Il la regarde les sourcils froncés, comme si c'était une question piège et puis son visage se détend, comme s'il avait eu une illumination.

- Non mais t'as une tête à être gravement amoureuse de moi !

- Tu t'es regardé récemment ?

- J'ai toujours été amoureux de moi !

- Oh et bien sauve toi tout seul !

- Bien sur, je t'aime trop pour te voir mourir d'amour pour moi !

- Dans tes rêves !

- Oh tu sais, dans mes rêves, tu es bien vivante et très active.

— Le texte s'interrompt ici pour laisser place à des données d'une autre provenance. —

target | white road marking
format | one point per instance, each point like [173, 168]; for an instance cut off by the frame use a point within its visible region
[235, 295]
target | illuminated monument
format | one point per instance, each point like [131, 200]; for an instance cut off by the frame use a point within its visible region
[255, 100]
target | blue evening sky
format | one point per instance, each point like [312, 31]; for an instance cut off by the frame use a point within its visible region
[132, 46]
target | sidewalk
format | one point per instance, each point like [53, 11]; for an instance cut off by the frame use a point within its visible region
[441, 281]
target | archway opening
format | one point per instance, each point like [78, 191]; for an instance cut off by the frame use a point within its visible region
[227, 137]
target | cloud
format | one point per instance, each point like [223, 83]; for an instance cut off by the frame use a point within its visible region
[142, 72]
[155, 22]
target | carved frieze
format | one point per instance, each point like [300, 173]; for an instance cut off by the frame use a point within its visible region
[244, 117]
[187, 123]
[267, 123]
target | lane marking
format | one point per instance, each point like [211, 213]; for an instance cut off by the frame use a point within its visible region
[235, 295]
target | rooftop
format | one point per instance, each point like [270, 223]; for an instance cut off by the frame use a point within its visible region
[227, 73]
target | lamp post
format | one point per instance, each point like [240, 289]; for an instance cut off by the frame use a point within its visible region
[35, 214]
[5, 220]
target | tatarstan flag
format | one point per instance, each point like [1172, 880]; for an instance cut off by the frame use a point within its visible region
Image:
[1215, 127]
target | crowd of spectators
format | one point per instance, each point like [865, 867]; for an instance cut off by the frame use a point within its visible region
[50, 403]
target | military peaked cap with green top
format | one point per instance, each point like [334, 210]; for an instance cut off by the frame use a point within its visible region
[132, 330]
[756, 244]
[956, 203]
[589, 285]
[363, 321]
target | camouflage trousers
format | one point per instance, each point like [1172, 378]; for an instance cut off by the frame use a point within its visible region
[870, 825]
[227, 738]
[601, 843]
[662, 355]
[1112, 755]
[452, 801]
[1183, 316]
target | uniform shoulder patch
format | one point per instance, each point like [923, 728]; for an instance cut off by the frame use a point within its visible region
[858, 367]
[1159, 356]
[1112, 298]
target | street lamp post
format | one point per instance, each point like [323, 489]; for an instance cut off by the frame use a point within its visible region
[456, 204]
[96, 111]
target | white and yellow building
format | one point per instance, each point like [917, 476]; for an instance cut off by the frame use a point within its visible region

Sans autres formes de procès elle lui renverse l'eau bouillante sur les pieds.

- Eh Katie ?

- Hum.

- Si je te laisse, pars avec moi, la prochaine fois.

- Il n'y aura pas de prochaine fois, Travis.

- Je savais bien que tu ne pouvais pas vivre sans moi !

- Je ne suis pas celle qui est venu te chercher ! »

Éventuellement ils ont continué comme ça toute la nuit pendant qu'elle préparait ses valises, accessoirement, à un moment Travis lui a dit qu'il l'aimait, évidement Katie a fait comme si elle n'avait rien entendu.